As shown in the 2nd code snippet, the node_id of the “Agent” node will be every node’s chain_root_id. For the “Chain” node, it’ll also be its chain_id. For the Retriever and LLM nodes, the “Chain” Node node_id will be its chain_id.

Example: Logging the Retriever step

If you’re logging a Retriever step in your RAG application, make sure to set the node_type to “retriever” and encode all your documents/chunks into output_text (e.g. json.dumps(docs)).
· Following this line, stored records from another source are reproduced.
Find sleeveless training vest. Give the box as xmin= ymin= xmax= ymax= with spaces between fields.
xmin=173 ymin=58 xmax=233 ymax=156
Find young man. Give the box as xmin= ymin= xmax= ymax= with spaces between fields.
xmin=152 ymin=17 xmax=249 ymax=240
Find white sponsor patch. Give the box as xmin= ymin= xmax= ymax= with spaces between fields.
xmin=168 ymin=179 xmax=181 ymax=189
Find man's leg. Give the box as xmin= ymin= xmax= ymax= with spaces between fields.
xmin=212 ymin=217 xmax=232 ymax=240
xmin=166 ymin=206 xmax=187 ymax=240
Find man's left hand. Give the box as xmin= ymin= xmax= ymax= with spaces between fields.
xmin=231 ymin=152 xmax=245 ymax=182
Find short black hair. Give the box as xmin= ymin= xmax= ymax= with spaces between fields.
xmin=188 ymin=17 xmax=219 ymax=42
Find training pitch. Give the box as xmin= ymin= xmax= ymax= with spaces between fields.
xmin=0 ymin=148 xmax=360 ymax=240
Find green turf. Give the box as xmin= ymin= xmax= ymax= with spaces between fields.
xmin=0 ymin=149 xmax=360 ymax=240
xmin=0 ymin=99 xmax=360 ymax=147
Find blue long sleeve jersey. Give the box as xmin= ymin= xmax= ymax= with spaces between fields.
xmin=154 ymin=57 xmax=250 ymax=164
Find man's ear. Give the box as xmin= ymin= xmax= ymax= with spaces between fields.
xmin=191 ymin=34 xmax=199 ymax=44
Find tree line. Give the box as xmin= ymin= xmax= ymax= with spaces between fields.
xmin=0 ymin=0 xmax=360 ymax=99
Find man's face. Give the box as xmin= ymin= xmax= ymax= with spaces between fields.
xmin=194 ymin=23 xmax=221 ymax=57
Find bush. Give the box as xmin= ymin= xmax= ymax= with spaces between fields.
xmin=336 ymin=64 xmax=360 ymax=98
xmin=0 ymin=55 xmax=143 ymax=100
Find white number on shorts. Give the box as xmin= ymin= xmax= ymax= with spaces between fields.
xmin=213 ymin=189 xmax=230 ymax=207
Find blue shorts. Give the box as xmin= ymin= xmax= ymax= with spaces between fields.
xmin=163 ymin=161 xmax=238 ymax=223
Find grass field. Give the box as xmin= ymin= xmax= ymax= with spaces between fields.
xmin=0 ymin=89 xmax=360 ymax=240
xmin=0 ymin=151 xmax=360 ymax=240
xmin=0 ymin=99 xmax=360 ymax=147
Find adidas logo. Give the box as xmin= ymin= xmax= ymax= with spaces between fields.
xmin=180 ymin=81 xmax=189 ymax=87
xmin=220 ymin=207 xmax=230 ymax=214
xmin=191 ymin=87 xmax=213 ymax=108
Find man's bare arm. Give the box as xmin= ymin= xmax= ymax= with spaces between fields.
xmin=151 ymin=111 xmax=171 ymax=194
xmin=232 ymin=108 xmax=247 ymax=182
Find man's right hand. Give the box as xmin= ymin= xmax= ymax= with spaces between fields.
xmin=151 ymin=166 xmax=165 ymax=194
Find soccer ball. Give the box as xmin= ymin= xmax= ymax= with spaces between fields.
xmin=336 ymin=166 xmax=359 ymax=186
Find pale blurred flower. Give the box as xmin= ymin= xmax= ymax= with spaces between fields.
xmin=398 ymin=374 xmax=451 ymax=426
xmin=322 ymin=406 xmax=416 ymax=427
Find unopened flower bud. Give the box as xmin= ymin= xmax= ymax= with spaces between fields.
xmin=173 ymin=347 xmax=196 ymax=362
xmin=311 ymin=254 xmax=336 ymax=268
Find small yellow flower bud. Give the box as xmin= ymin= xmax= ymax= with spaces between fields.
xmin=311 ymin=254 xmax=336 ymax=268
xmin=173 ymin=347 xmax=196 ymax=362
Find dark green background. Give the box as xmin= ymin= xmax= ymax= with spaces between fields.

Additionally, don’t forget to include your node_id, chain_id and chain_root_id so that your executions can be tied together (see example below).

import uuid

{
 "records": [
    {
      "node_id": str(uuid.uuid4())    #node_id is unique for each node in the chain
      "chain_id":    #chain_id is the node_id of the parent node
      "chain_root_id":    #chain_root_id is the node_id of the chain node. It should be the same for all nodes in the same chain
      "latency_ms": 894,    #Integer
      "status_code": 200,    #Integer
      "input_text": "This is a prompt.",    #String
      "output_text": "Serialized retriever output",    #use json.dumps() to serialize outputs from the retriever
      "node_type":"retriever",    #String
      "model": "gpt-3.5-turbo",    #String
      "num_input_tokens": 7,    #Integer
      "num_output_tokens": 8,    #Integer
      "output_logprobs": {/* Optional. When available, logprobs are used to compute Uncertainty. */ },
      "created_at": "2023-08-07T15:14:30.519922"    #timestamp constructed in "%Y-%m-%dT%H:%M:%S" format
    }
  ]
}

note: chunk-level metadata can also be logged with the output_text above using the example below.

retriever_output = [
  {
    page_content: "chunk 1 content",
    metadata: { key: "value" },
  },
  {
    page_content: "chunk 2 content",
    metadata: { key: "value" },
  },
];

records["output_text"] = json.dumps(retriever_output);

Logging your records

Finally, make a POST request to the observe/ingest endpoint with your records:

headers = {
    'accept': 'application/json',
    'Content-Type': 'application/json',
    'Authorization': f"Bearer {access_token}"}

response = requests.post(f"{base_url}/projects/{project_id}/observe/ingest",
                         headers=headers,
                         json={"records": records})

Once you start sending requests, you’ll start seeing your requests and responses on your Galileo Observe Dashboard.